Why would anyone in their right mind hold a negative-yielding long-duration bond in their portfolio, which is so radioactive it decays returns the longer you hold them? One of the unintended consequences of all the nonsense going on today is that risk-free long-term sovereign bonds, intended to be held until maturity, have been transformed into short-term radioactive hot potatoes. That can’t be good.
We hear that pension funds or banks by law have to hold a specific allocation to risk-free fixed income and are forced to buy these radioactive hot potatoes. Were not that familiar with the regulations but to that, we say change the laws before the mushroom clouds start rising over these sectors.
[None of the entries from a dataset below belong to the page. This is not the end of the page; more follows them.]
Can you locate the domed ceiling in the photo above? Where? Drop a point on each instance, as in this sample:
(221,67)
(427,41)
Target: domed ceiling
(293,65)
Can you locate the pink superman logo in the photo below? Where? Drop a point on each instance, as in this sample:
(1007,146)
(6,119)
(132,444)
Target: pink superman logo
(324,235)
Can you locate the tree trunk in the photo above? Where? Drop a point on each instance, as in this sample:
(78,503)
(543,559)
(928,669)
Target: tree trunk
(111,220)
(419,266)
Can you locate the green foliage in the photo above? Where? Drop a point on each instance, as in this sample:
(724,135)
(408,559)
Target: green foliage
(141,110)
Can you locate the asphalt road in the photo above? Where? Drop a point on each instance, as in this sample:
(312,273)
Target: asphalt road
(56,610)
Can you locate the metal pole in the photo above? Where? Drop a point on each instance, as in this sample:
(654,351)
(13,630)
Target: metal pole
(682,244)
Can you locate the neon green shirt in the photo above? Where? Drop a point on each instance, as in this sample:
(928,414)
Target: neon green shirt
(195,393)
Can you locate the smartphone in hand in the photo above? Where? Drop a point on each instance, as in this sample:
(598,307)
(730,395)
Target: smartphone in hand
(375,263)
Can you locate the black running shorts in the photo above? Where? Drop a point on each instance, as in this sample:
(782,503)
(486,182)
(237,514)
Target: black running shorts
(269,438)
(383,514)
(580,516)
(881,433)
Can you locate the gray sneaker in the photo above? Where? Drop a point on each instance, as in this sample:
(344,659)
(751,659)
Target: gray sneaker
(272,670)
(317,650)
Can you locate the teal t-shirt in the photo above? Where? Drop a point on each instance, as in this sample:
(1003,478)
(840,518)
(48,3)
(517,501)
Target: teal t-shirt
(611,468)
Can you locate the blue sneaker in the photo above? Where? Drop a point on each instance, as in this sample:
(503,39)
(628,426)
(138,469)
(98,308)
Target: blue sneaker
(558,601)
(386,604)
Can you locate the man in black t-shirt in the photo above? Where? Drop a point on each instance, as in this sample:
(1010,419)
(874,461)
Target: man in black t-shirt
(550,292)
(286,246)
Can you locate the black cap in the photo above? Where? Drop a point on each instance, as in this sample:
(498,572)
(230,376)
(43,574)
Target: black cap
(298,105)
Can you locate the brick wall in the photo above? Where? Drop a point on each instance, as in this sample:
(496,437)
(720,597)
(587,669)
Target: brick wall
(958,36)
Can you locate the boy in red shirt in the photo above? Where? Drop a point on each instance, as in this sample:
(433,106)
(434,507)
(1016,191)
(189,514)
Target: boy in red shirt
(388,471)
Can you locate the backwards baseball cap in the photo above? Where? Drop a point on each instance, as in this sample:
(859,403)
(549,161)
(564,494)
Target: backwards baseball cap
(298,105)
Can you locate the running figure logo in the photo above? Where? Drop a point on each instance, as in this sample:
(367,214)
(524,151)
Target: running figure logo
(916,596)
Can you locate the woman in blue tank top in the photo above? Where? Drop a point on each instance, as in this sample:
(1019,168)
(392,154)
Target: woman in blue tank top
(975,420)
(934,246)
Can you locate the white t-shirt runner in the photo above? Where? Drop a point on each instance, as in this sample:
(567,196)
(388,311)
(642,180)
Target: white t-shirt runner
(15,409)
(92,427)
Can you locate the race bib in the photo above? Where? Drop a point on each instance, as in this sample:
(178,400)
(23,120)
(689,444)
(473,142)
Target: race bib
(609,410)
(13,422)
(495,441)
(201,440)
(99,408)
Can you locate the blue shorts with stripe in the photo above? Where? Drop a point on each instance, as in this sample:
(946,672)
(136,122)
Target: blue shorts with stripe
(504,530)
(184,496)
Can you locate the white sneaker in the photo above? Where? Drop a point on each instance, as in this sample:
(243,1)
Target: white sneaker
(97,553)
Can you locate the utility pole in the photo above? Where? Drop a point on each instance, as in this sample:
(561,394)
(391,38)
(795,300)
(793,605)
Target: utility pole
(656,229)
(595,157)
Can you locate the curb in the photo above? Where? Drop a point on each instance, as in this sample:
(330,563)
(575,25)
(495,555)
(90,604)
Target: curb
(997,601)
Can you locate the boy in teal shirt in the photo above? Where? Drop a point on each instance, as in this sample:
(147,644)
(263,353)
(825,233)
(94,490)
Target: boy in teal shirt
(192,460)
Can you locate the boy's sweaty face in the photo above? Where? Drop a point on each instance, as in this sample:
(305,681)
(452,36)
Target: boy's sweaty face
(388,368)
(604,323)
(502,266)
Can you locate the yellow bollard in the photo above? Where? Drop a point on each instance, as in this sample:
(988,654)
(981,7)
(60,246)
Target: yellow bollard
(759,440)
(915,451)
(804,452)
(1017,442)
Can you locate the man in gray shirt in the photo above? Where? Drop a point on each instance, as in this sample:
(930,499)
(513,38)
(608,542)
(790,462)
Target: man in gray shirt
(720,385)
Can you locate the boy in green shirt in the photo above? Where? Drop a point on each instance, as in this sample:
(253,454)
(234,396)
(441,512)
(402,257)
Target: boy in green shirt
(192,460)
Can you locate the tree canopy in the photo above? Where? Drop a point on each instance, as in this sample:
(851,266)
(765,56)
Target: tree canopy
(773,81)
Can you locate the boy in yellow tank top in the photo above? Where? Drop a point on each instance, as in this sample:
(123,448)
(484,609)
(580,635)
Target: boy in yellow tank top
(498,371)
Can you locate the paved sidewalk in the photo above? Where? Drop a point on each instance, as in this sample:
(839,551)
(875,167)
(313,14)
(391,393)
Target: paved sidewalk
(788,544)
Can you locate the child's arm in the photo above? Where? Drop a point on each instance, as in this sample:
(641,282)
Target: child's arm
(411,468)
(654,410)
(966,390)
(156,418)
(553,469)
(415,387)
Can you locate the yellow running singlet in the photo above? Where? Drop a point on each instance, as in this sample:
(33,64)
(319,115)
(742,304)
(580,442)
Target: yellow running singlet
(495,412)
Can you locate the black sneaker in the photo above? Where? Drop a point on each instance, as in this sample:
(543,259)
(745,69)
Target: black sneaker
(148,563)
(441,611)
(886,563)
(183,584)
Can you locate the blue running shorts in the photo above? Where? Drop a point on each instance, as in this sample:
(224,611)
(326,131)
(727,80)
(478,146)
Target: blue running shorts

The stock market is trading like Trump is going to cave on slapping on the September 1st tariffs or remove them soon thereafter. That is probably what the Chinese are hoping and will table first (note table defined the opposite in the U.S.) in the next round of passing the peace pipe if there is the next round.
Update 4:11 pm
Interesting comment from one of our friends down in Argentina. The Banco Central De La Republica Argentina (BCRA) has no problem generating inflation.
You got a 2.1 bid to cover ratio! That’s great, here in Argentina yesterday we had to close the offering because the ratio was below 0.10. Only Public Institutions were amongst the offers. People are taking their savings out of the banks. Are you worried about deflation? Come back to Argentina, land of fine wine, fine meat and 50% inflation rates. – Leo in B.A.